Members of the Flow Cytometry Quantitation Consortium can choose to have NIST assign fluorescence intensities to beads using the components of SRM 1934. NIST supplies these assignments through a separate cooperative research and development agreement (CRADA) with members individually, addressing their specific needs. NIST has assigned ERF values to reference beads from several companies and has determined total expanded uncertainties in these values to be between 5% and 13%, depending on the spectral region and type of bead (5). By using these beads and their assigned values, users calibrate their flow cytometers to a traceable fluorescence intensity scale that can then be used to measure ERF values for any fluorescence signal on that instrument.
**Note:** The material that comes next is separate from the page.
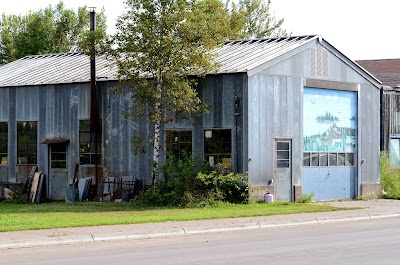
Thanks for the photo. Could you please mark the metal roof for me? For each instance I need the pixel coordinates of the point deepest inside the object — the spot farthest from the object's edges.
(244, 55)
(237, 56)
(386, 70)
(54, 69)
It has been estimated that more than $800 million a year are wasted due to poor quality antibody reagents (6). To address this problem, an NIH-led working group has proposed that reagent and document standards should be developed to determine the quality of reagents and ensure reproducibility in outcomes involving their use (6). NIST is responding to this need by measuring quantitative fluorescence characteristics of antibodies, such as antibody-cell binding kinetics, lifetimes, quantum yields, and corrected spectra, and using these measurement quantities to determine antibody binding characteristics through mathematical modeling. The objective of these measurements is to identify a set of antibody quality parameters that are quantitatively correlated with the different fluorescence intensities measured by flow cytometry for these fluorescently labeled antibodies bound to the same cell-associated antigens. When this correlation is well understood, these antibody parameters may be used as quantitative criteria for determining antibody quality.
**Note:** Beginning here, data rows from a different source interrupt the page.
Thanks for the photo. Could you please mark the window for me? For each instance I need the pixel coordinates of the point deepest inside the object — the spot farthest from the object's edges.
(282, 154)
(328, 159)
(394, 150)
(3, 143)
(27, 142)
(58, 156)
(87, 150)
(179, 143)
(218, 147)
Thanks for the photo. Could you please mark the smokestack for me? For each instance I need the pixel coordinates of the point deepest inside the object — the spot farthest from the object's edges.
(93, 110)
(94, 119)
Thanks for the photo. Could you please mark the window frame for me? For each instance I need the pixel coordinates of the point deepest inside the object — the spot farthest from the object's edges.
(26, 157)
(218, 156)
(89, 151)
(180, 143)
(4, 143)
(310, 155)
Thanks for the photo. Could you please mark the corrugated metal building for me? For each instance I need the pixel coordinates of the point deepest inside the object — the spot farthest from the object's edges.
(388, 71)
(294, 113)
NIST will continue to work with stakeholders in the flow cytometry community and other key application areas (e.g., quantitative polymerase chain reaction, enzyme-linked immunosorbent assay, and fluorescence microscopy) where fluorescence detection is important to ensure more reproducible and accurate measurement science for improving the quality of commercial products and services. An ultimate goal of quantitative flow cytometry is to measure the number of antigens or ligand-binding sites associated with a cell through the measurement of ABC (7,8). To have sufficient measurement assurance in flow cytometry, many sources of uncertainty in the measurement process have to be taken into consideration, including cytometer calibration and standardization, antibody quality, cell count and viability, process control materials, and cell population gating, just to name a few. Offering a set of fluorescence-based measurement services is one of the ways NIST is using its expertise to work with stakeholders to improve the measurement confidence in fluorescence-based application fields including, but not limited to, flow cytometry.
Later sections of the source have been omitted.